The vast majority (71 per cent) of the 2.2 million landlords in the country own just one investment property, according to data from the Australian Tax Office. A further 19 per cent own two properties.

Landlord holding key
Aussies have been told to go easy on landlords who might be struggling during cost of living pressures. (Source: Getty)

Kochie begs Aussies to ditch the ‘greedy’ landlord image

David Koch believes landlords are being “unfairly targeted as the scapegoat” by angry Australians and has called on the public to put down their pitchforks.

“You probably have one in your family, or among your friends, and I bet they have increased the rent to cover rising loan repayments,” the Compare the Market economic director said in an opinion piece for The Nightly.

“But vilifying property investors is going to make the crisis a whole lot worse. The reality is many of those landlords are now saying it’s simply not worth it and are selling up, which just adds to the problem.”

Kochie said the three levels of government had been “derelict in not foreseeing and planning to avoid this rental crisis” and he said there was “no silver bullet solution” to curtail rising rental payments.

“They aren’t property moguls, they’re ordinary Australians trying to build a nest egg,” Koch said.

Calls for a cap on rental prices

Greens MP Max Chandler-Mather is asking the government to introduce measures to cap rental prices and build more public housing while Aussies battle inflation and other cost-of-living pressures.

During a passionate speech at the National Press Club, he said 30 per cent of the population rented and not enough was being done to make sure they could survive until the next paycheque.
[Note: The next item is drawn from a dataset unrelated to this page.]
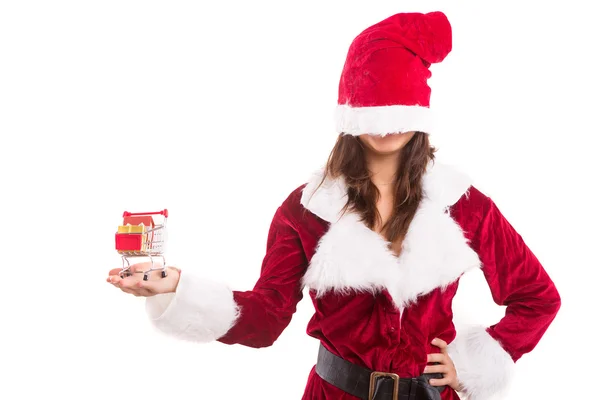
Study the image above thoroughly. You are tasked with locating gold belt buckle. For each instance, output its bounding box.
[368,371,400,400]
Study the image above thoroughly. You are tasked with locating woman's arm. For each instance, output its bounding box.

“This is such a serious crisis,” Chandler-Mather said. “And all we're doing is tinkering around the edges. What? More powerful property developers? Keep the tax handouts? Don't cap rents? Don't build any more public housing - or certainly not as much as the Greens are proposing?

“I think, over the next few years, the entire political class is going to find out what happens when you ignore the one-third of this country getting screwed over by a housing system that funnels billions of dollars into the people that don't need it right now … the banks and property investors.”

He accused property investors - who are expected to get “$39 billion in tax handouts this year” - of using “the capital gains tax discount to bid up the price of housing”.

Chandler-Mather also used the address to announce a Greens plan that would see homes built and rented out below market prices to help struggling Aussies.